Adam Kilgarriff’s talk The Long Road from Text to Meaning is a nice introduction to dictionaries, lexicography and collocations.
Revolutionize the dictionary-building process
Sketch Engine offers tools to significantly speed up the process of dictionary building while making it more accurate, efficient, complete and consistent. Sketch Engine’s suite of lexicographic tools is designed for lexicographers striving to conform to modern standards. Sketch Engine focusses lexicographers on what is typical in a language while assuring that any new use will be brought to their attention as soon as it starts entering common use.
OneClick Dictionary – fully automated dictionary drafting process encompassing the following functionality available also as stand-alone tools:
- Word list and n-grams
- Concordance (and frequency count)
- Word Sketch and Word Sketch difference
- Parallel corpora
The existence of a suitable corpus is a prerequisite for any serious lexicographic work. Sketch Engine already comes with hundreds of corpora but also offers all the tools needed to build a text corpus. The user can create a corpus from their own materials, have Sketch Engine download suitable texts from the web or combine both methods.
Sketch Engine strives to develop highly usable tools to respond to lexicographers’ needs.
We believe that lexicographers’ time should not be wasted on tasks that can be completed by machines. We also believe strongly that post-editing existing content is more economical both in terms of time and money. This is why we developed OneClick Dictionary.
OneClick Dictionary is a feature of Sketch Engine combining all lexicography related functionality into a one-click process producing a machine generated dictionary draft to be post-edited by lexicographers.
The process involves generating a headword list, providing part-of-speech labels, usage labels, generating candidates for example sentences, collocations, synonyms and thesaurus entries, definitions and/or translations.
The output is pushed into the Lexonomy dictionary writing system from where lexicographers can communicate with Sketch Engine during the post-editing phase. Export to other DWSs is also possible.
Headword list development — word list
In the past, the most reliable way of developing a headword list was by copying it from an existing dictionary. This meant that neologisms took a long time to enter a dictionary and words gone out of use stayed in dictionaries much longer than was desirable because gathering sufficient evidence to justify their inclusion or removal was a long process.
Sketch Engine’s word list feature can generate a list of headwords or even word forms including any neologisms directly supported by evidence of the extent of use.
Writing entries — concordance, frequency, n-grams and Word Sketches
Discovering word senses and other lexical units (fixed phrases, compounds, mutliword expressions etc.) is easy with an advanced concordance search aided but a vast number of search options including CQL. The frequency count can shed light on a typical preference of a word in terms of text type or subject area.
The most frequently used multiword expressions can be identified with n-grams.

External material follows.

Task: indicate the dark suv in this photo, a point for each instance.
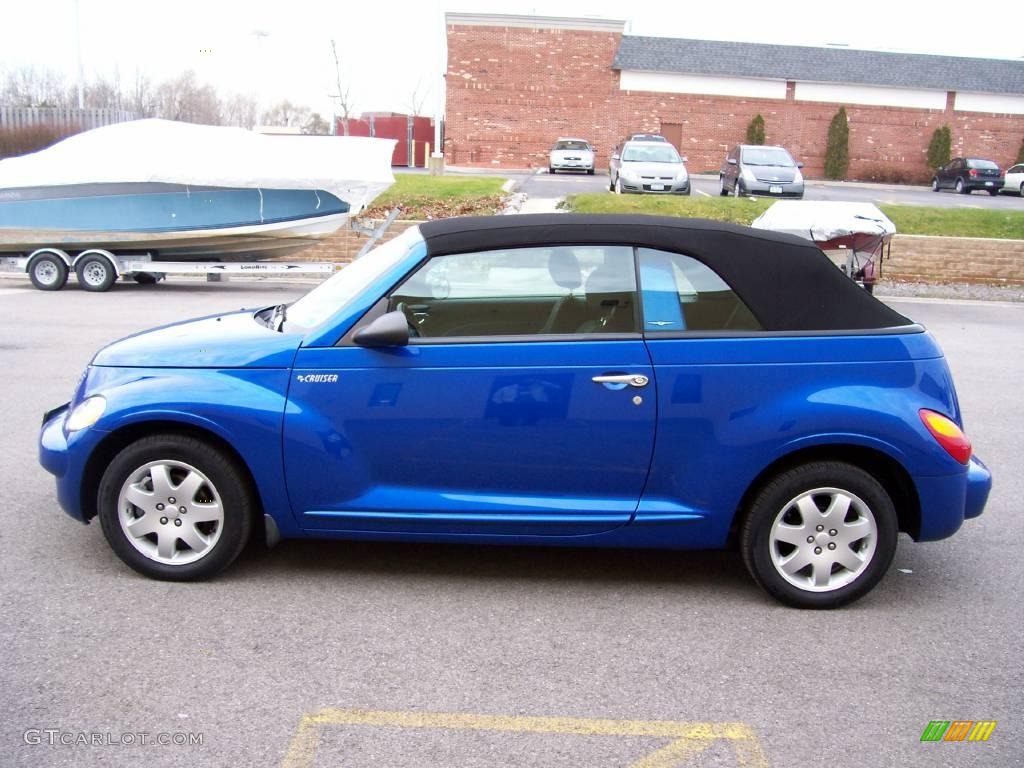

Word Sketches, Sketch Engine’s hallmarks feature, shed light on the syntactic and collocational behaviour by summarising information from thousands of concordance hits on an easy to understand screen with direct access to the underlying evidence. Close synonyms can be analysed further with Word Sketch Difference.
Parallel corpora are an invaluable resource for looking up translation candidates including the less obvious ones and also indirect translations, i.e. cases when a shot expression is translated using a longer phrase or a sentence. Sketch Engine offers the search feature and also a selection of parallel corpora.
Building a thesaurus
The thesaurus feature provides suggestions of similar words based on distributional semantics, i.e. based on identifying words which tend to appear surrounded by the same words as the search word. This yields surprisingly accurate results especially when used together with the large corpora provided Sketch Engine.
Adam Kilgarriff (2013). Using corpora as data sources for dictionaries. In Howard Jackson (ed.) The Bloomsbury Companion to Lexicography, Bloomsbury, London. Chapter 4.1, pp. 77–96.
Adam Kilgarriff (2009). Putting the corpus into the dictionary. In Perspectives in Lexicography: Asia and Beyond, Israel, pp. 239–247.